You probably noticed that I have used various symbols from setutilities, for example symbols['is_element_of']. This is the output.

Program Output: tests_and_comparisons

is element of
9 ∈ {1, 2, 4, 7, 9, 13, 16, 22}
True

is not element of
3 ∉ {1, 2, 4, 7, 9, 13, 16, 22}
True

is disjoint
{1, 2, 4, 7, 9, 13, 16, 22} ∩ {1, 2, 4, 7} = ∅
False

is subset of
{1, 2, 4, 7} ⊆ {1, 2, 4, 7, 9, 13, 16, 22}
True

is proper subset of
{1, 2, 4, 7} ⊂ {1, 2, 4, 7, 9, 13, 16, 22}
True

is superset of
{1, 2, 4, 7, 9, 13, 16, 22} ⊇ {1, 2, 4, 7}
True

is proper superset of
{1, 2, 4, 7, 9, 13, 16, 22} ⊃ {1, 2, 4, 7}
True

combinations

Now we'll combine two sets into new ones in various ways using the following methods:

  • union - the new set contains the items of both sets, without duplicates of course. The | operator can also be used.

  • intersection - the new set contains only items in both the original sets. Can also use the & operator.

  • difference - items in the first set but not the second. You can also use the Python operator - (minus sign) although the mathematical notation is \ (backslash).

  • symmetric_difference - the set of items unique to each set. Can also use the ^ operator.

This is the function's output, using the correct symbols. Yours outputs might be ordered differently as sets have no inherent order and can be displayed any which way.

Program Output: combinations

{1, 2, 4, 7, 9} ∪ {1, 2, 4, 8, 10} = {1, 2, 4, 7, 8, 9, 10}
{1, 2, 4, 7, 9} ∩ {1, 2, 4, 8, 10} = {1, 2, 4}
{1, 2, 4, 7, 9} \ {1, 2, 4, 8, 10} = {9, 7}
{1, 2, 4, 7, 9} Δ {1, 2, 4, 8, 10} = {7, 8, 9, 10}

update

The four methods (and equivalent operators) used in the previous function all return new sets. There are also four methods which do basically the same thing but update an existing set. Three have the same names suffixed with _update, the exception just being called update. (If they had asked me I would have called it union_update. But they didn't . . . !). The four methods also have operator equivalents, |=, &=, -= and ^=.

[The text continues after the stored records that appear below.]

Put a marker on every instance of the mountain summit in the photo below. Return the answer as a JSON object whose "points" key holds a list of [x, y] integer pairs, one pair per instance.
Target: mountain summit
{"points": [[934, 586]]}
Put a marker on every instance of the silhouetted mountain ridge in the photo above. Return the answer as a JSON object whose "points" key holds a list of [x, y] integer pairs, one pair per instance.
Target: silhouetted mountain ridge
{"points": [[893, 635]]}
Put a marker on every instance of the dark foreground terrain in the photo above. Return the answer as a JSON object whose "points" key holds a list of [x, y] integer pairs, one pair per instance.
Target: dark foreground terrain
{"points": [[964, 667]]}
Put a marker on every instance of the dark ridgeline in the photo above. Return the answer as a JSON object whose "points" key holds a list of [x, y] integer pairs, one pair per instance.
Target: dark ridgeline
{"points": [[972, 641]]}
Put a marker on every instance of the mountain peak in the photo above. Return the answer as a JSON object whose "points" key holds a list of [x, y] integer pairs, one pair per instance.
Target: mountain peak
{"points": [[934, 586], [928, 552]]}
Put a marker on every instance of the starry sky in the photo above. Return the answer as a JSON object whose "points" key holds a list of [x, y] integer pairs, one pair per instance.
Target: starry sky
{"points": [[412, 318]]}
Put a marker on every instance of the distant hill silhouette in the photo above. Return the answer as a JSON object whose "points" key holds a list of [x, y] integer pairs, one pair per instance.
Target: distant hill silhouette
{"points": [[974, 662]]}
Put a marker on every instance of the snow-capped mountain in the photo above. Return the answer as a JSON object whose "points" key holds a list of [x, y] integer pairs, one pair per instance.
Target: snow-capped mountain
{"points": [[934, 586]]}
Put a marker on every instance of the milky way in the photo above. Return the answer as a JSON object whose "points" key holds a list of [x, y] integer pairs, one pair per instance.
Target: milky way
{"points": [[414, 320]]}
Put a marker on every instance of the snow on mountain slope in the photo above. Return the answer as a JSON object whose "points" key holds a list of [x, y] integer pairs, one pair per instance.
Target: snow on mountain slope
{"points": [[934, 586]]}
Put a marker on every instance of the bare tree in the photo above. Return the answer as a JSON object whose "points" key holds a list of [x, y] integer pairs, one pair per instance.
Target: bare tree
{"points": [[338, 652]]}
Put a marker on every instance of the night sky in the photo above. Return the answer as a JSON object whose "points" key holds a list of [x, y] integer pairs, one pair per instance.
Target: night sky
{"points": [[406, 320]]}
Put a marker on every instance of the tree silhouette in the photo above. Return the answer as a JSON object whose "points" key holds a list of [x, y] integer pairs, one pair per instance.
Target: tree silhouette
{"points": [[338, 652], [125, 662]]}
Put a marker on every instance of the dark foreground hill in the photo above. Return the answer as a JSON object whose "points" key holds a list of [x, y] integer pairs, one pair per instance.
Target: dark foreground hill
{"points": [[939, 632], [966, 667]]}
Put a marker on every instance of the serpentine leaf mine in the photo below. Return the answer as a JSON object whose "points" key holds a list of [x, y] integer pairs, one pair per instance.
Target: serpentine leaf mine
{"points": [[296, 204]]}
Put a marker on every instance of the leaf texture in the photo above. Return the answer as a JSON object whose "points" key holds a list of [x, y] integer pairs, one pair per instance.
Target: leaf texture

This is the output of the function.

Program Output: update

A = {1, 2, 3, 4}

{1, 2, 3, 4}.update({4, 5, 6, 7})
= {1, 2, 3, 4, 5, 6, 7}

{1, 2, 3, 4, 5, 6, 7}.intersection_update({5, 6, 7, 8, 9})
= {5, 6, 7}

{5, 6, 7}.difference_update({8, 9, 10, 7})
= {5, 6}

{5, 6}.symmetric_difference_update({11, 12, 6})
= {5, 11, 12}

I hope you found this overview of set theory in Python interesting and possibly even useful. As I mentioned at the beginning there are many practical applications of set theory and in the future I'll look at a few of them.